You think, my brother, that there can be but two parties at present, for the Government and against the Government. It may be so. I am of no party. It is true I think the present Ministry weak and unprincipled men; but I would not with a safe conscience vote for their removal; I could point out no substitutes. I think very seldom on the subject; but as far as I have thought, I am inclined to consider the aristocrats as the most respectable of our three factions, because they are more decorous. The Opposition and the Democrats are not only vicious, they wear the filthy garments of vice.
He that takes
Deep in his soft credulity the stamp
Design’d by loud declaimers on the part
Of liberty, themselves the slaves of lust,
Incurs derision for his easy faith
And lack of knowledge, and with cause enough:
For when was public virtue to be found
Where private was not? Can he love the whole
Who loves no part? He be a nation’s friend,
Who is, in truth, the friend of no man there?
Can he be strenuous in his country’s cause
Who slights the charities, for whose dear sake
That country, if at all, must be belov’d?
Cowper.[180]
I am prepared to suffer without discontent the consequences of my follies and mistakes; and unable to conceive how that which I am of Good could have been without that which I have been of evil, it is withheld from me to regret anything. I therefore consent to be deemed a Democrat and a Seditionist.

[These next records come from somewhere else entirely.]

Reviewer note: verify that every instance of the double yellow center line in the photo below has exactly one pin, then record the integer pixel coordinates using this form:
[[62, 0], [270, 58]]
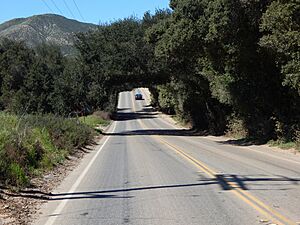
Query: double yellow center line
[[246, 196]]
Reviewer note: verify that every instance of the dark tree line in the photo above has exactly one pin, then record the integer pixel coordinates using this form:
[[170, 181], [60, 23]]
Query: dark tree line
[[214, 63]]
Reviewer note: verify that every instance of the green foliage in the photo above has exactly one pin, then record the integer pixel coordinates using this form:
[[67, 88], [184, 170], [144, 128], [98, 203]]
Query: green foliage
[[34, 143], [281, 28]]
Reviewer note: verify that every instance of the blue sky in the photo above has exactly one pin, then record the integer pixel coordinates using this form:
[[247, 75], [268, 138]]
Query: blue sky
[[92, 11]]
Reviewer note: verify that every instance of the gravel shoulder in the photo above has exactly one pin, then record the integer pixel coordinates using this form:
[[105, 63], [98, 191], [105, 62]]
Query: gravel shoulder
[[19, 206]]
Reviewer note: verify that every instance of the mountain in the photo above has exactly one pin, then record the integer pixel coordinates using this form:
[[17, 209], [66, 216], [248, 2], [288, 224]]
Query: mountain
[[47, 28]]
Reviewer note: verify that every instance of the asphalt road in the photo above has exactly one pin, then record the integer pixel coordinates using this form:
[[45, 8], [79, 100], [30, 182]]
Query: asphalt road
[[147, 171]]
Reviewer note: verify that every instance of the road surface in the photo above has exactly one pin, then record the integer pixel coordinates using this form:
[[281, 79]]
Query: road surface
[[146, 171]]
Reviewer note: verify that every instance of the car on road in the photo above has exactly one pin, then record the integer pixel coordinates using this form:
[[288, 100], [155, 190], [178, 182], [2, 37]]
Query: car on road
[[138, 96]]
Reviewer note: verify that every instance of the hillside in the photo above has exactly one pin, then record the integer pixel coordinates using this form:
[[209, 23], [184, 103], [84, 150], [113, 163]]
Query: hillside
[[47, 28]]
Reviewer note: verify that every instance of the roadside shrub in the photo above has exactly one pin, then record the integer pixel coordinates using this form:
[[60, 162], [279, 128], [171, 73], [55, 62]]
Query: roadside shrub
[[32, 143], [236, 128]]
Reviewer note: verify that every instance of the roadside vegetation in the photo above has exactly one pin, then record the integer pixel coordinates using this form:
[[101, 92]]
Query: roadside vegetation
[[33, 144]]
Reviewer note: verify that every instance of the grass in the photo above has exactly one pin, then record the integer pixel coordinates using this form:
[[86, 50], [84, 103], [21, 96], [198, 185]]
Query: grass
[[32, 144]]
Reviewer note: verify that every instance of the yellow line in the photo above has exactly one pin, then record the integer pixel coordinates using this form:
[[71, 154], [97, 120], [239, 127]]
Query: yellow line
[[242, 194]]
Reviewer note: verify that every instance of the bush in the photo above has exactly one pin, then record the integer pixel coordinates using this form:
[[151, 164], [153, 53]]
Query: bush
[[236, 128], [33, 143]]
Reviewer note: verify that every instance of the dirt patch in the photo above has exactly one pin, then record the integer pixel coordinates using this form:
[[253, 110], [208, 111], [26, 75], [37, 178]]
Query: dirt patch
[[19, 207]]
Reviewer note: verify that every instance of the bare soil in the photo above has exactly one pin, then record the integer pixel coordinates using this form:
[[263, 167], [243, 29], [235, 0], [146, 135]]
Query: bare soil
[[18, 207]]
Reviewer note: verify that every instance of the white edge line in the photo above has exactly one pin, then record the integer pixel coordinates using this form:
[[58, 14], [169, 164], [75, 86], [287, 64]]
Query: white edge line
[[63, 203]]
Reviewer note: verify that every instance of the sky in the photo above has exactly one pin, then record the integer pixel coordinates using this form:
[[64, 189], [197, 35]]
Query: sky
[[90, 11]]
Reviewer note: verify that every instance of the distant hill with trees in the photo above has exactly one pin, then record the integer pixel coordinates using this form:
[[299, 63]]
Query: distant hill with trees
[[47, 28]]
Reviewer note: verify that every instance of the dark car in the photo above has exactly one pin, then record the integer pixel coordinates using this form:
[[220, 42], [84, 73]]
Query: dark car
[[138, 96]]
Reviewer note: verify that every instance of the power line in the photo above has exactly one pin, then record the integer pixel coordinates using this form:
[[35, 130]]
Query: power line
[[70, 11], [48, 6], [57, 7], [78, 10]]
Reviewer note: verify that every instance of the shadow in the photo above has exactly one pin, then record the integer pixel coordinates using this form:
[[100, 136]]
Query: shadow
[[243, 142], [124, 116], [225, 181], [160, 132], [129, 190], [122, 109]]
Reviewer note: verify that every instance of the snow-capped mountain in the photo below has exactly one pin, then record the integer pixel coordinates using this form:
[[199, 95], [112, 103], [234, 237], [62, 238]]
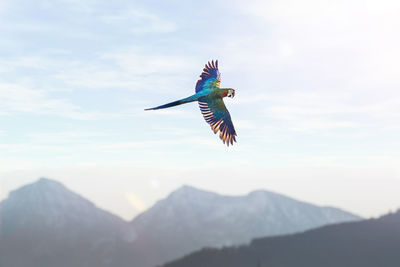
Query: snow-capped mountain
[[190, 219], [45, 224]]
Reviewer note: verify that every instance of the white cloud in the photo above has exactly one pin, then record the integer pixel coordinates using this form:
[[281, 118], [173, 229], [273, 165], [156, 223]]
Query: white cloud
[[140, 22]]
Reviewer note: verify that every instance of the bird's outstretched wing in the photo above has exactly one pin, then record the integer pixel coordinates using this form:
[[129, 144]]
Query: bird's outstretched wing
[[216, 114], [209, 78]]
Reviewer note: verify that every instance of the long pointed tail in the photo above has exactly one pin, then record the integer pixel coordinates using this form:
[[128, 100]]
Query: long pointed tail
[[176, 103]]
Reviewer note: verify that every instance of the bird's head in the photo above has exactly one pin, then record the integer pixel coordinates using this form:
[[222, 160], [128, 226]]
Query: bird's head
[[231, 92]]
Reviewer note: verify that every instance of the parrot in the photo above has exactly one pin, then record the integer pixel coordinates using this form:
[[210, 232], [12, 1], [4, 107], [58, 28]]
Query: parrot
[[210, 96]]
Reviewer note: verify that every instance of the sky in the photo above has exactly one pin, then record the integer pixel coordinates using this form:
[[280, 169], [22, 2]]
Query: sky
[[316, 110]]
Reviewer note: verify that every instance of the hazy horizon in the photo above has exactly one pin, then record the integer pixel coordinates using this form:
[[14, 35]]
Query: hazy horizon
[[316, 108]]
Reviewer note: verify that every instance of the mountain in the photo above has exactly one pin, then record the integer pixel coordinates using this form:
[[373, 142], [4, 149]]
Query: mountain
[[45, 224], [190, 219], [369, 243]]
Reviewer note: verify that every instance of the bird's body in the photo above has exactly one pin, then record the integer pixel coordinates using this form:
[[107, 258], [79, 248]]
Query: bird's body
[[209, 96]]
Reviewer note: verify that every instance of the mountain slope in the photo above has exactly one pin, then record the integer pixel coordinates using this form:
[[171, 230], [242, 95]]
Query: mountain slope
[[370, 243], [190, 219], [45, 224]]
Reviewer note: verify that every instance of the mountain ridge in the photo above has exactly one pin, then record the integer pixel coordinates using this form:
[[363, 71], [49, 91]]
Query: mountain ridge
[[368, 243], [46, 212]]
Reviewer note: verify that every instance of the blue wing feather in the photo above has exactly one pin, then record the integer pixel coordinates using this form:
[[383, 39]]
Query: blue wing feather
[[209, 78]]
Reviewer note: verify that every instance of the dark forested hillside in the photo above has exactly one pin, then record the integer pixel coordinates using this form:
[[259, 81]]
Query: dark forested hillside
[[370, 243]]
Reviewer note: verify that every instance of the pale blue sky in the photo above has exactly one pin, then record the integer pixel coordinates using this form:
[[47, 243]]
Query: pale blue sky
[[317, 105]]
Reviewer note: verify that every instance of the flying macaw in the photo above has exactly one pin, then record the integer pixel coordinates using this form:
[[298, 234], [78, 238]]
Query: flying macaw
[[209, 96]]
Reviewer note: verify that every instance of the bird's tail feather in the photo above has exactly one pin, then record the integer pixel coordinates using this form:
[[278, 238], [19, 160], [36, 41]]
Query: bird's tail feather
[[175, 103]]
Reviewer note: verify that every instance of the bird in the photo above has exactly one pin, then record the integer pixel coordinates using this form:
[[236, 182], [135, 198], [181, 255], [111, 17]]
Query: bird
[[210, 96]]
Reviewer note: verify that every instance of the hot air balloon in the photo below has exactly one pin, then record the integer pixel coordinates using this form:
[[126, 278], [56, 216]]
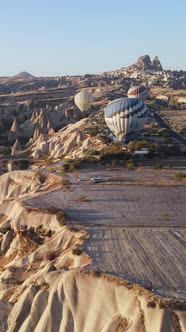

A man’s character follows him long after he has ceased to deserve it; but I have snapped my squeaking baby-trumpet of sedition, and the fragments lie scattered in the lumber-room of penitence. I wish to be a good man and a Christian, but I am no Whig, no Reformist, no Republican, and because of the multitude of fiery and undisciplined spirits that lie in wait against the public quiet under these titles, because of them I chiefly accuse the present ministers, to whose folly I attribute, in a great measure, their increased and increasing numbers. You think differently, and if I were called upon by you to prove my assertions, although I imagine I could make them appear plausible, yet I should feel the insufficiency of my data. The Ministers may have had in their possession facts which alter the whole state of the argument, and make my syllogisms fall as flat as a baby’s card-house. And feeling this, my brother! I have for some time past withdrawn myself totally from the consideration of immediate causes, which are infinitely complex and uncertain, to muse on fundamental and general causes the “causæ causarum.” I devote myself to such works as encroach not on the anti-social passions—in poetry, to elevate the imagination and set the affections in right tune by the beauty of the inanimate impregnated as with a living soul by the presence of life—in prose to the seeking with patience and a slow, very slow mind, “Quid sumus, et quidnam victuri gignimus,”—what our faculties are and what they are capable of becoming. I love fields and woods and mountains with almost a visionary fondness. And because I have found benevolence and quietness growing within me as that fondness has increased, therefore I should wish to be the means of implanting it in others, and to destroy the bad passions not by combating them but by keeping them in inaction.